Elaborons des règles urbaines et constructives au service du projet urbain, qui permettent le renouvellement de la ville sur elle-même. Des gisements de constructibilité existent dans tous les territoires péri-urbains et dans nos villes où la crise du logement est la plus forte. Des économies substantielles peuvent être réalisées par la suppression de règles et normes inutiles au regard de l’enjeu de la construction de millions de logement.

La loi en cours pour un urbanisme rénové à laquelle les architectes apportent leurs contributions s’inscrit dans cette démarche. Nous sommes favorables à l’intercommunalité, à la préservation des terres naturelles, à toutes les propositions qui vont dans le sens de l’écologie du territoire, nous sommes favorables à des règles urbaines simplifiées élaborées à partir d’un véritable projet urbain, mais l’Etat et les collectivités locales se donneront-elles les moyens d’y parvenir ?

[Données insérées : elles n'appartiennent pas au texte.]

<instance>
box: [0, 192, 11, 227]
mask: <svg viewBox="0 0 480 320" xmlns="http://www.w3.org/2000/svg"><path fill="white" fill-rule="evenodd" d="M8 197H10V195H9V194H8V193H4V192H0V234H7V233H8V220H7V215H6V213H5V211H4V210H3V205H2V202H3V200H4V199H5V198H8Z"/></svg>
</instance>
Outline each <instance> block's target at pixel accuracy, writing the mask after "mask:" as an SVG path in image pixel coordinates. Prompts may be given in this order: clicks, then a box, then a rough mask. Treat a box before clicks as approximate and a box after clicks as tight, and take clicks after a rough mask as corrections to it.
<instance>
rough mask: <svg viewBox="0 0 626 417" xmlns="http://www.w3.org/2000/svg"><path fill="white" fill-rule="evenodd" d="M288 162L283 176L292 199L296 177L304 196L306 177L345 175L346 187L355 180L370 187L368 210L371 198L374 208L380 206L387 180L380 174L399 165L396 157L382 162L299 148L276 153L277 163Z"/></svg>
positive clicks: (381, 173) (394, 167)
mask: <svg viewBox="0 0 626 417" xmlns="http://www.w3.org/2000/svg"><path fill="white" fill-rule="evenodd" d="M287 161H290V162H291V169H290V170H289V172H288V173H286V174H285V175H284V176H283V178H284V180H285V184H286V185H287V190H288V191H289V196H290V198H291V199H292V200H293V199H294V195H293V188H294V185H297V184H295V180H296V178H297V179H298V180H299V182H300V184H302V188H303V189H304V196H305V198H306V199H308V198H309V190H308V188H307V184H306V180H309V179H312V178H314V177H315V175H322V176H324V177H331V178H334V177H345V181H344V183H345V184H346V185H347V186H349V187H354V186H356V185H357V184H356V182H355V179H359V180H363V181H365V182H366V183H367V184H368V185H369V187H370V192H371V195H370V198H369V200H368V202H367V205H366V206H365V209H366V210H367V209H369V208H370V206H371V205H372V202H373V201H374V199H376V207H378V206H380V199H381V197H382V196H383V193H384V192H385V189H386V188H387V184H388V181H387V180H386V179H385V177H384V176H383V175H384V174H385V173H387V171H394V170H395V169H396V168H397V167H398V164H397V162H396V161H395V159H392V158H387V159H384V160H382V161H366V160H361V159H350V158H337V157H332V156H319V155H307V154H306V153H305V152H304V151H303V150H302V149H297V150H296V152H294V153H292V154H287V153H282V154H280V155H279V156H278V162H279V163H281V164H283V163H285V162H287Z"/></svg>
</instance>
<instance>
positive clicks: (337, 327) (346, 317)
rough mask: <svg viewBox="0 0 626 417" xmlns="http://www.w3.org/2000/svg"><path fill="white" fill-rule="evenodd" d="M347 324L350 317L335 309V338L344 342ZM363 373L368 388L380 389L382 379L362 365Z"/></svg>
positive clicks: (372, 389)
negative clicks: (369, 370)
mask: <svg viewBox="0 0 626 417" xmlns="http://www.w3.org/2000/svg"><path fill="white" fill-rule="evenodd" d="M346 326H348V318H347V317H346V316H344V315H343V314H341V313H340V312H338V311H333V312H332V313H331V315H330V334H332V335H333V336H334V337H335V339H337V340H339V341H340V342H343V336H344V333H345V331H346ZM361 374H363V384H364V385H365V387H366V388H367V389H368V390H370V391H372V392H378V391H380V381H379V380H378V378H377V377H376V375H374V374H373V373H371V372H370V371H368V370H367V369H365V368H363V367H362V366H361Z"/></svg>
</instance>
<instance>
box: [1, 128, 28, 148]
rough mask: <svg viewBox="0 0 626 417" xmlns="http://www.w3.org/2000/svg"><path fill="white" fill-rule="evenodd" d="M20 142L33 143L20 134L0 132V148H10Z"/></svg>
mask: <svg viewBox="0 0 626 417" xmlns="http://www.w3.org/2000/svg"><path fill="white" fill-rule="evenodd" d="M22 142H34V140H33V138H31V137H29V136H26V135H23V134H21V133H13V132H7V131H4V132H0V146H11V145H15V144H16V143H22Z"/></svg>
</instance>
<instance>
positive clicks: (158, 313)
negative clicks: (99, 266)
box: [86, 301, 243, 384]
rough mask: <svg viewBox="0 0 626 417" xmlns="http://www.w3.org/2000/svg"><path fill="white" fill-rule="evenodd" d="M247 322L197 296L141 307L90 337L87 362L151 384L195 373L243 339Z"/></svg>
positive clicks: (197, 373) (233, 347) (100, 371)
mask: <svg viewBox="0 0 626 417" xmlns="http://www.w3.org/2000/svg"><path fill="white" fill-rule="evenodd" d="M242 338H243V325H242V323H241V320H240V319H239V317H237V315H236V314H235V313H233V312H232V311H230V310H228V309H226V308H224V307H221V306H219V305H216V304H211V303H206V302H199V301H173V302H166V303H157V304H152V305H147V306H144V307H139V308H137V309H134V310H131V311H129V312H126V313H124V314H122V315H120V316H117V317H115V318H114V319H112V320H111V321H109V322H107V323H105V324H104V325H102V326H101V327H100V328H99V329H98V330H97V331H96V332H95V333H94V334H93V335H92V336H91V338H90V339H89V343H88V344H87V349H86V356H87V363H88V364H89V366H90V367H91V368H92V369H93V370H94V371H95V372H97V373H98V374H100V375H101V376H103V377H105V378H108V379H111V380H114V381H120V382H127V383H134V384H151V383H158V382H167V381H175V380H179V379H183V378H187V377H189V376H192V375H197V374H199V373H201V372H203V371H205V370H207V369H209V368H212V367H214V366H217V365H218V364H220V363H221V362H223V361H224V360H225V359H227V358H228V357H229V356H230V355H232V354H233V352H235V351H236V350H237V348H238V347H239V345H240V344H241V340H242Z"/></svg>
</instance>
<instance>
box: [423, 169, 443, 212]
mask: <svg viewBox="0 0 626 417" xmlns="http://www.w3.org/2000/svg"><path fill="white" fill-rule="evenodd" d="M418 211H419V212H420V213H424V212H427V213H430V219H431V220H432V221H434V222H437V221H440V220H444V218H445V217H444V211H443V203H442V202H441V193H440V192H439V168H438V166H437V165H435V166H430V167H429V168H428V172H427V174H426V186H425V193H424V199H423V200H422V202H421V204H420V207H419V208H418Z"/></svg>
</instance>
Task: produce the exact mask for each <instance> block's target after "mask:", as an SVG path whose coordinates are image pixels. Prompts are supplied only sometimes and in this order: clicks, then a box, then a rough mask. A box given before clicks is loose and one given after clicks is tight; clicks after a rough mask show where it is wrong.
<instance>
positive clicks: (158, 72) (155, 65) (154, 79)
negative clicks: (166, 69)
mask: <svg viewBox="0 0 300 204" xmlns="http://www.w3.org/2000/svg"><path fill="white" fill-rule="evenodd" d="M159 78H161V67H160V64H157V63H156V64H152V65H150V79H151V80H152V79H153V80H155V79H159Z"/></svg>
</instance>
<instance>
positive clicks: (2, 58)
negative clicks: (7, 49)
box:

Les collectivités locales, dans le domaine de l’urbanisme, et malgré une privatisation de l’aménagement qui est croissante, doivent être à la fois garantes de l’intérêt général et les pilotes d’une politique volontariste, efficace et pertinente.

L’urgence est là, prenons-la de haut : soyons économe, écologique et efficace. Et puisque nous sommes en début d’année, faisons le vœu d’un pacte de confiance entre les pouvoirs publics, les élus, les citoyens et les acteurs du cadre de vie, architectes, paysagistes, urbanistes…

Nous faire entendre est important pour nous architectes, bien sûr, mais plus encore pour le public. L’architecture n’est pas une variable d’ajustement des politiques publiques et ne saurait être un outil de marketing d’intérêts privés. L’intérêt public de l’architecture ne doit pas être altéré au nom de la réduction des délais ou des coûts. Elle est au cœur des enjeux d’un cadre de vie renouvelé, garante de la qualité de la construction et du bien vivre ensemble.

Il s’agit que chacun habite et que nous puissions tous cohabiter."